Why do we need Concurrency Control?

Because of 3 potential problems caused by concurrency: 1) Lost update problem 2) Uncommitted dependency problem 3) Inconsistent analysis problem

Solution to the Lost Update Problem?

Don't let other transactions update the same variable at same time; They should wait so that the value they use reflects the correct value.

Recovery techniques

If DB is *inconsistent*: (bad) - undo changes that made it inconsistent - restore DB using before & after images from log file (no need for backup) - may need to redo some transactions to ensure updates reach secondary storage If DB is *damaged*: (worse) - Need to restore last backup copy - Reapply updates of committed transactions using log file

Solution to the Uncommitted Dependency Problem?
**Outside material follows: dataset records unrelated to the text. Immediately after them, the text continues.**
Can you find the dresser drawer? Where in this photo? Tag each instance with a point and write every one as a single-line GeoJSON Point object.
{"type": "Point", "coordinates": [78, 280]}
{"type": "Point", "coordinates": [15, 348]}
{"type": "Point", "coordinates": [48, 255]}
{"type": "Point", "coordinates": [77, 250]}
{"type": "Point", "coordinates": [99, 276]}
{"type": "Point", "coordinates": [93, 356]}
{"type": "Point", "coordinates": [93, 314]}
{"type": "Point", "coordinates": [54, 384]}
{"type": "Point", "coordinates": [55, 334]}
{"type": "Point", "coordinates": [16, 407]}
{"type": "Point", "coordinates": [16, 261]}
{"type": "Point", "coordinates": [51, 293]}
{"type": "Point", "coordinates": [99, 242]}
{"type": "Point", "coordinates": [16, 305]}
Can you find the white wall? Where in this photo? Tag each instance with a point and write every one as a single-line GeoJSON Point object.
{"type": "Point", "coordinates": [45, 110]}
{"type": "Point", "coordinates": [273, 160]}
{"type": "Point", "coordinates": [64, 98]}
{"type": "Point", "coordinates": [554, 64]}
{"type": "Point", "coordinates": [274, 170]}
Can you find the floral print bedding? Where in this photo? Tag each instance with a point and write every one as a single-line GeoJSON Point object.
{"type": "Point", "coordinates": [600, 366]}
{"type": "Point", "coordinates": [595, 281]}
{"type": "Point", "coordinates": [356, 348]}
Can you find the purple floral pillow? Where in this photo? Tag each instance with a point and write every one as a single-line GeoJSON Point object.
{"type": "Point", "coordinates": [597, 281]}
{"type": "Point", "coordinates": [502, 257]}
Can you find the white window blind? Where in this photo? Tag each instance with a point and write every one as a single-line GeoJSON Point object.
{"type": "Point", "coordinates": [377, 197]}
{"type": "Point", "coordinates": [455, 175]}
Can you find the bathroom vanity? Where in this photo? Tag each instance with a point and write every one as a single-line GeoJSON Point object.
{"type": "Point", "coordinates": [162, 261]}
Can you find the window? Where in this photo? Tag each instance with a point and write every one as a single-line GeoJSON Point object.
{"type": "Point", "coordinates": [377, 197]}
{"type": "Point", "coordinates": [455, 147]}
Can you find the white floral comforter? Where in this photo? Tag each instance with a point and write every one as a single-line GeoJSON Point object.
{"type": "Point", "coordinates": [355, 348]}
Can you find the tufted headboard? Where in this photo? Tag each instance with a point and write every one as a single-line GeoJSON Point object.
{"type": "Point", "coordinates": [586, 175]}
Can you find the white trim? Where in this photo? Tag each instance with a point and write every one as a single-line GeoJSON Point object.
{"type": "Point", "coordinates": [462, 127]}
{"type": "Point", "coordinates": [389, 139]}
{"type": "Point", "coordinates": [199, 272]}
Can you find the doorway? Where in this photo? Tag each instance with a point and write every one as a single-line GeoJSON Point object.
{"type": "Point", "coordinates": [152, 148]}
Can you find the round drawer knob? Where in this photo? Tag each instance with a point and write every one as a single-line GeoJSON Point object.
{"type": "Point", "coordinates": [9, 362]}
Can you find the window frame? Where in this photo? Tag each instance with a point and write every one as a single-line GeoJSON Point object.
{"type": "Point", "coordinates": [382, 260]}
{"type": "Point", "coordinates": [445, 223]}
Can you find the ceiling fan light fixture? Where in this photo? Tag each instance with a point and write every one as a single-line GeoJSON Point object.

If two transactions both read the same variable, prevent the latest one from reading the variable until after the earlier one commits or aborts.

Solution to Inconsistent Analysis Problem?

If we have any number of transactions in which one is updating while the others are reading, force the reading ones to wait until the updating one has committed/completed.

What is a schedule?

Sequence of reads/writes by set of concurrent transactions.

What is starvation?

When the same transaction is always chosen as the victim, and hence never gets executed.